Truth be told, I’m a pretty simple guy. I’d much rather be curled up with a book by the fireplace than out clubbing, and my ideal date consists of little more than food and friendly conversation. It’s why, despite my vast interest in all things heavy metal, you’d be just as likely to catch me spinning a late 90’s alternative rock album as you would be to walk in on one of my living room mosh sessions. And this itching for simplicity is also why the debut full-length from Brine, an up-and-coming post punk revival group, caught my eye.
Much like me, Kill the Ill is simple. None of the pretension that plagues much of the genre is present, replaced with with 37 minutes of punchy, accessible, and varied material. Though things kick off with the upbeat, riff-driven title track, Brine are at their best when displaying their songwriting chops on the record’s quirkier numbers. “Asylum” is a nervy post punk track of the highest caliber, combining a haunting vocal performance with opaque, moody lyrics. On the other hand, things pick up a bit for the catchy, introspective “Lies Atone,” a song that gives frontman Daniel Keating some room to stretch his range and deliver an impactful performance. Kill the Ill doesn’t boast a great deal of complexity or technicality, but I suppose that’s part of its quiet effectiveness; Keating’s vocals paired with emotional, bass-heavy instrumentation and offbeat lyricism provide all the atmosphere that the record needs to succeed.
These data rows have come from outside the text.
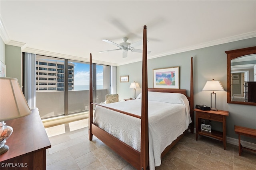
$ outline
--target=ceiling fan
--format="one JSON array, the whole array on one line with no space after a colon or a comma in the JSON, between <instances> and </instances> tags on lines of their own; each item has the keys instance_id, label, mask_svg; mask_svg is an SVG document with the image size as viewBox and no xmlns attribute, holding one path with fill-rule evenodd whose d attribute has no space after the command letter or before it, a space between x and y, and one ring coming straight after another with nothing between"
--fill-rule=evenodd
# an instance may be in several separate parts
<instances>
[{"instance_id":1,"label":"ceiling fan","mask_svg":"<svg viewBox=\"0 0 256 170\"><path fill-rule=\"evenodd\" d=\"M122 43L121 43L120 44L118 44L107 39L102 39L102 40L106 42L106 43L109 43L110 44L111 44L117 46L117 47L119 48L119 49L115 49L113 50L100 51L100 53L113 51L118 51L118 50L122 50L123 51L123 58L126 58L127 57L127 53L128 50L130 50L132 52L136 52L137 53L142 53L143 51L142 50L133 48L134 47L142 45L143 43L142 40L139 41L138 41L134 43L133 43L132 44L131 44L130 43L128 43L127 42L128 40L128 38L124 37L123 38L123 41L124 42ZM151 51L148 51L147 52L148 54L149 54L151 52Z\"/></svg>"}]
</instances>

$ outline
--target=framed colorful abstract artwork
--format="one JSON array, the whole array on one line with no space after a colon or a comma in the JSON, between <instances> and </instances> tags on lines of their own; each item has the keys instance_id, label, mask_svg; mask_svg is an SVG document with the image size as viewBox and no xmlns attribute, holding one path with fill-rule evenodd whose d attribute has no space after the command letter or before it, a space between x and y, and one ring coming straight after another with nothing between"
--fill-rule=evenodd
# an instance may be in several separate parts
<instances>
[{"instance_id":1,"label":"framed colorful abstract artwork","mask_svg":"<svg viewBox=\"0 0 256 170\"><path fill-rule=\"evenodd\" d=\"M154 88L180 88L179 67L153 70Z\"/></svg>"}]
</instances>

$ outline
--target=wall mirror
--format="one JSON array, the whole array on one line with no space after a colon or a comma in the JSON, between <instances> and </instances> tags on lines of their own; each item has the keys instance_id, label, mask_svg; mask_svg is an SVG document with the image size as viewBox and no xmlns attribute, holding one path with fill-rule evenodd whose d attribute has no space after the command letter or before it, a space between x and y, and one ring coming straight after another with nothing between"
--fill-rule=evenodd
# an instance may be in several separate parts
<instances>
[{"instance_id":1,"label":"wall mirror","mask_svg":"<svg viewBox=\"0 0 256 170\"><path fill-rule=\"evenodd\" d=\"M228 103L256 106L256 46L225 52Z\"/></svg>"}]
</instances>

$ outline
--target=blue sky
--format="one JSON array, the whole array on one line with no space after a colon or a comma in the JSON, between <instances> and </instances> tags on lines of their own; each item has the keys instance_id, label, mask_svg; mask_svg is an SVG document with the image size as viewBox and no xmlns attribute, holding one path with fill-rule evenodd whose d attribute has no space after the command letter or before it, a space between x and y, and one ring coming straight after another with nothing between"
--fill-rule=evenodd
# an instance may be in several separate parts
<instances>
[{"instance_id":1,"label":"blue sky","mask_svg":"<svg viewBox=\"0 0 256 170\"><path fill-rule=\"evenodd\" d=\"M74 68L74 85L89 85L90 64L87 63L72 62ZM103 84L103 66L97 65L97 84Z\"/></svg>"}]
</instances>

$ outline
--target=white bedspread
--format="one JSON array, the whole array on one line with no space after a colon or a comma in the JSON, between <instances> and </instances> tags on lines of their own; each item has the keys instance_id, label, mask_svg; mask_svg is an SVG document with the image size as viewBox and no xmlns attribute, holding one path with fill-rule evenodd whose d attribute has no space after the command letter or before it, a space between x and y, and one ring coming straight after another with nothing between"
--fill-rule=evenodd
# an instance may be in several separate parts
<instances>
[{"instance_id":1,"label":"white bedspread","mask_svg":"<svg viewBox=\"0 0 256 170\"><path fill-rule=\"evenodd\" d=\"M191 122L188 101L174 104L148 100L149 164L150 170L161 164L161 154L181 135ZM141 100L136 99L106 106L141 115ZM186 111L186 110L187 111ZM96 107L94 123L109 133L140 151L140 119Z\"/></svg>"}]
</instances>

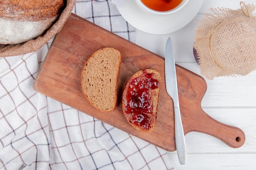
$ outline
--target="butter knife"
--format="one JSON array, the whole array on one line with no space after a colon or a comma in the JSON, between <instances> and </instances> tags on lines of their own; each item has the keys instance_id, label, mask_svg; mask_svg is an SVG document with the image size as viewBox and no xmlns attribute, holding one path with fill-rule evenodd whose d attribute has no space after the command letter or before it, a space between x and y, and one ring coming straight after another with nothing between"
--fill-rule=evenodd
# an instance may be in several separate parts
<instances>
[{"instance_id":1,"label":"butter knife","mask_svg":"<svg viewBox=\"0 0 256 170\"><path fill-rule=\"evenodd\" d=\"M173 99L174 106L176 148L180 163L184 164L186 155L185 136L180 110L176 67L170 38L168 38L165 46L165 72L166 91Z\"/></svg>"}]
</instances>

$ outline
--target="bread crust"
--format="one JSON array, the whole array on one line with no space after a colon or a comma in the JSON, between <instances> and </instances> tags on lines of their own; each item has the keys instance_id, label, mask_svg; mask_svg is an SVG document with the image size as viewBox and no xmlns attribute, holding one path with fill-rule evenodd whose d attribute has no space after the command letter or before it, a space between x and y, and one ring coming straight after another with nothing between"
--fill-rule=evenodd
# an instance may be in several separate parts
<instances>
[{"instance_id":1,"label":"bread crust","mask_svg":"<svg viewBox=\"0 0 256 170\"><path fill-rule=\"evenodd\" d=\"M64 0L0 0L0 44L20 44L42 35L64 5Z\"/></svg>"},{"instance_id":2,"label":"bread crust","mask_svg":"<svg viewBox=\"0 0 256 170\"><path fill-rule=\"evenodd\" d=\"M92 96L90 96L90 94L89 94L89 92L88 91L89 89L89 88L91 88L91 84L89 83L91 83L92 84L96 84L96 86L98 86L98 87L95 87L95 88L98 88L99 86L103 86L103 84L105 82L101 82L100 80L99 81L99 78L102 78L102 77L106 78L106 79L109 78L110 77L108 76L108 75L104 75L104 74L106 73L108 73L110 71L109 70L106 70L106 72L103 73L103 71L100 71L99 72L98 72L98 74L97 75L94 75L93 76L95 75L94 78L93 80L92 80L92 81L90 82L87 82L87 79L89 79L89 77L91 77L92 75L89 75L90 73L92 73L93 74L93 72L96 71L95 70L88 70L88 69L91 70L91 68L90 68L89 67L89 64L92 64L92 62L94 62L93 61L92 61L92 58L95 56L97 57L97 55L99 54L99 53L107 53L109 51L113 52L115 54L115 56L110 56L110 57L114 57L116 59L116 61L115 61L114 64L111 65L110 66L111 68L113 68L115 67L115 71L114 72L112 73L114 74L114 77L111 77L110 78L111 80L110 81L111 83L113 86L111 86L111 87L110 88L109 86L108 89L106 88L105 87L103 87L105 88L103 89L99 88L99 91L100 91L101 92L100 93L101 93L99 94L99 96L98 96L99 99L96 99L97 101L95 101L94 100L95 99L92 99ZM102 60L102 59L99 59L99 60ZM100 62L101 61L97 60L97 62ZM91 104L92 106L93 106L95 108L97 109L103 111L103 112L109 112L115 108L117 102L117 82L118 82L118 76L119 75L119 72L120 67L121 66L121 55L120 52L115 49L112 48L105 48L103 49L100 49L99 50L95 51L92 54L88 59L85 63L85 64L83 68L82 71L82 74L81 74L81 86L82 87L82 90L83 91L83 94L84 96L87 99L87 100L89 102L90 104ZM92 64L98 64L98 63L92 63ZM115 65L115 66L114 66ZM99 69L101 69L102 68L97 68L98 70L97 71L99 71ZM102 74L102 75L100 75L100 74ZM90 81L91 79L90 80ZM92 81L94 81L95 82L92 82ZM88 82L89 81L88 79ZM97 82L96 83L96 82ZM98 84L99 83L99 84ZM93 86L95 86L93 85ZM90 87L89 87L90 86ZM87 89L87 87L88 89ZM110 88L111 88L111 89ZM104 93L104 91L106 91L106 93ZM109 93L110 91L112 92L112 93ZM110 93L110 94L109 94ZM94 94L96 95L96 94ZM106 96L106 95L109 95L109 96ZM106 99L106 98L108 98L108 97L109 97L109 99ZM100 101L100 100L101 101ZM101 104L99 103L101 103ZM110 107L103 107L102 106L102 104L104 103L105 104L108 104L108 105L110 105Z\"/></svg>"},{"instance_id":3,"label":"bread crust","mask_svg":"<svg viewBox=\"0 0 256 170\"><path fill-rule=\"evenodd\" d=\"M136 123L133 123L132 119L134 119L135 115L136 114L135 113L133 114L129 113L127 109L127 108L129 107L128 105L130 104L128 103L129 103L128 101L130 101L130 99L128 98L128 97L129 97L128 95L127 95L128 93L130 93L128 90L129 89L129 86L130 85L130 84L133 79L143 76L144 70L146 71L148 74L153 73L154 74L153 79L156 79L159 84L158 87L154 90L150 89L150 88L149 88L150 89L149 99L151 100L151 102L152 102L153 107L152 112L150 114L147 114L147 115L148 116L150 120L149 121L150 122L150 127L149 129L145 128L143 126L140 126L139 125L137 124ZM122 97L122 108L124 111L124 114L128 123L131 125L133 128L139 130L144 132L149 132L152 131L155 127L157 122L157 108L161 81L161 77L159 73L153 69L146 69L139 71L132 75L125 85Z\"/></svg>"},{"instance_id":4,"label":"bread crust","mask_svg":"<svg viewBox=\"0 0 256 170\"><path fill-rule=\"evenodd\" d=\"M0 18L38 21L56 17L63 0L0 0Z\"/></svg>"}]
</instances>

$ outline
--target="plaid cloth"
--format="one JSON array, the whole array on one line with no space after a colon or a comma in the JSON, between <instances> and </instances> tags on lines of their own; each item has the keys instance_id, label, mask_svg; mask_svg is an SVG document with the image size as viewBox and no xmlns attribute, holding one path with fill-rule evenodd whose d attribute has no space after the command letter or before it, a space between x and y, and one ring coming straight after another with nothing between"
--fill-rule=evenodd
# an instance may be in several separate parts
<instances>
[{"instance_id":1,"label":"plaid cloth","mask_svg":"<svg viewBox=\"0 0 256 170\"><path fill-rule=\"evenodd\" d=\"M72 12L135 40L109 1L77 0ZM0 169L173 169L167 152L33 89L52 41L0 58Z\"/></svg>"}]
</instances>

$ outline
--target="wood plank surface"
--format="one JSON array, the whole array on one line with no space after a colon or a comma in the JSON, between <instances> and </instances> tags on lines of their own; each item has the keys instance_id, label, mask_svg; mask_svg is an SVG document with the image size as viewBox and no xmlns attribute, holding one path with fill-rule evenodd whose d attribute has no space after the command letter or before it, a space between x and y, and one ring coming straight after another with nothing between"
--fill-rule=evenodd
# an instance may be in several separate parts
<instances>
[{"instance_id":1,"label":"wood plank surface","mask_svg":"<svg viewBox=\"0 0 256 170\"><path fill-rule=\"evenodd\" d=\"M111 47L122 56L119 77L118 102L109 113L94 108L83 96L80 75L83 64L93 52ZM133 128L121 108L121 94L130 77L143 69L158 71L162 77L157 126L145 133ZM207 90L204 79L176 65L182 119L185 134L201 132L216 137L232 148L243 144L245 137L240 129L221 123L210 117L201 106ZM34 89L51 98L94 117L164 150L175 150L173 106L166 92L164 59L91 22L72 14L54 40L40 68Z\"/></svg>"}]
</instances>

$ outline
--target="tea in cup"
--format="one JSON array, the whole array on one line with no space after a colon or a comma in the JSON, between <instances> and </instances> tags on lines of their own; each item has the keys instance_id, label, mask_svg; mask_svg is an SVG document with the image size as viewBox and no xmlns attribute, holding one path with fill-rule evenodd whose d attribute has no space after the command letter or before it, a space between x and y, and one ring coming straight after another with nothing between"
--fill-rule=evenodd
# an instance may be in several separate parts
<instances>
[{"instance_id":1,"label":"tea in cup","mask_svg":"<svg viewBox=\"0 0 256 170\"><path fill-rule=\"evenodd\" d=\"M139 6L148 13L168 15L181 9L189 0L135 0Z\"/></svg>"}]
</instances>

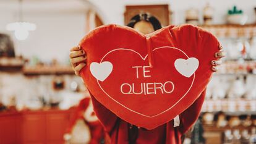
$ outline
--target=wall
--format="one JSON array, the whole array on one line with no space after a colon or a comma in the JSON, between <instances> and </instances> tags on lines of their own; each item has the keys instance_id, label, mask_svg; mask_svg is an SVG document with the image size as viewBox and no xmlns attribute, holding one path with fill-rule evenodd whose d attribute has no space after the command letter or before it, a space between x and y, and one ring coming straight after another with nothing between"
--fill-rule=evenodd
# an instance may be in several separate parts
<instances>
[{"instance_id":1,"label":"wall","mask_svg":"<svg viewBox=\"0 0 256 144\"><path fill-rule=\"evenodd\" d=\"M35 2L32 0L24 1L24 2L27 2L28 4L33 4L32 1ZM0 32L13 35L5 30L5 27L17 20L15 16L17 6L11 5L6 1L0 0ZM50 0L36 1L41 3L30 6L33 9L27 9L24 15L26 20L36 23L38 29L31 33L28 40L15 41L16 52L28 57L38 56L45 61L57 58L65 62L68 60L70 48L75 46L85 35L85 13L89 7L93 7L90 3L94 5L105 23L123 25L126 5L168 4L170 10L174 12L173 23L179 24L184 22L186 9L197 7L202 13L207 2L215 8L216 23L225 22L227 9L234 4L249 15L249 23L256 20L254 11L256 7L255 0L54 0L54 3Z\"/></svg>"},{"instance_id":2,"label":"wall","mask_svg":"<svg viewBox=\"0 0 256 144\"><path fill-rule=\"evenodd\" d=\"M225 15L228 9L236 5L239 9L244 10L245 14L250 16L249 23L255 22L255 14L254 7L256 7L255 0L89 0L92 4L99 8L102 16L106 17L106 23L124 24L124 12L126 5L138 4L168 4L169 9L173 11L173 23L180 24L185 22L185 11L190 7L195 7L200 10L202 14L202 9L207 2L215 9L214 21L216 23L225 23ZM202 20L202 19L201 19Z\"/></svg>"},{"instance_id":3,"label":"wall","mask_svg":"<svg viewBox=\"0 0 256 144\"><path fill-rule=\"evenodd\" d=\"M26 57L37 56L45 62L52 59L67 63L70 48L85 34L87 6L80 1L23 1L23 20L35 23L37 29L28 39L18 41L13 32L6 30L8 23L17 20L17 2L0 1L0 33L9 34L16 54Z\"/></svg>"}]
</instances>

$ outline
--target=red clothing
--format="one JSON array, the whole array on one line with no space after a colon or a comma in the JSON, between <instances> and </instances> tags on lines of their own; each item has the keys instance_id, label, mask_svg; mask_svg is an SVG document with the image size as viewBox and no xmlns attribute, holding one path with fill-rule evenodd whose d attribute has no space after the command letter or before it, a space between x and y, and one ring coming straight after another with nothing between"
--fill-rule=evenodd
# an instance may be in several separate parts
<instances>
[{"instance_id":1,"label":"red clothing","mask_svg":"<svg viewBox=\"0 0 256 144\"><path fill-rule=\"evenodd\" d=\"M90 128L91 140L89 144L98 144L100 143L100 142L103 140L103 139L105 139L105 132L104 131L101 124L98 121L91 122L87 122L83 117L83 114L89 106L90 101L90 98L85 98L80 101L76 109L75 116L72 117L70 123L69 124L69 127L67 130L67 132L71 132L72 128L75 125L77 119L83 119Z\"/></svg>"},{"instance_id":2,"label":"red clothing","mask_svg":"<svg viewBox=\"0 0 256 144\"><path fill-rule=\"evenodd\" d=\"M179 127L173 127L173 121L153 130L143 128L138 129L135 144L180 144L181 136L197 121L200 115L202 104L203 102L205 90L187 109L179 115L181 124ZM111 137L113 144L131 144L129 143L129 127L130 125L117 117L111 111L100 103L92 95L94 111L102 123L105 130Z\"/></svg>"}]
</instances>

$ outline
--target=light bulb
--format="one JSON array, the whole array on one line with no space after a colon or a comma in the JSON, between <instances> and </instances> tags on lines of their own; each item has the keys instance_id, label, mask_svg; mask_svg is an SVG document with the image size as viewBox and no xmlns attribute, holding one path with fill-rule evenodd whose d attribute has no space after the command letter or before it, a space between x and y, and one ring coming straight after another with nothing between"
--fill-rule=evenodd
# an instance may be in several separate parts
<instances>
[{"instance_id":1,"label":"light bulb","mask_svg":"<svg viewBox=\"0 0 256 144\"><path fill-rule=\"evenodd\" d=\"M22 27L16 29L14 32L15 37L18 40L25 40L28 36L28 31L25 28L23 28Z\"/></svg>"}]
</instances>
The bass guitar does have the tendency to overpower the rest of the instrumentation on occasion—something that I never thought I’d write about a rock album—but Kill the Ill’s production works in Brine’s favor for the most part. Instrumentally, songs generally center on either an upbeat riff or a dissonant melody, though things never feel repetitive thanks to the record’s tight runtime. Some further exploration of the saxophone featured on “Asylum” and “Rats Asleep” would’ve been appreciated, as not a whole lot is done with that musical idea, but what’s there is solid enough. My main gripe with Kill the Ill is its rather obtuse nature; I have no problem with weird, offbeat music, but when an entire record is made up of tracks with strange lyrics that lack clear cohesion with one another, the album as a whole can be difficult to fully embrace. Still, each individual song featured on Kill the Ill is quite good, and as a collection of odd little ditties, the record as a whole succeeds.
Post punk is by no means my genre of choice, but the intelligent simplicity of Brine’s debut full-length fit my musical palette like a glove on the very first spin; it’s a record that packs all of the genre’s nervy, clever punch while avoiding any of the pretension that plagues it. The prevailing opaqueness of it all can be frustrating at times, but the fact of the matter is that this is an enviable debut release and a promising start for a band who seem to see things a little bit differently—this isn’t the sort of album that you’d expect to hear in 2016, and Kill the Ill is all the better for it.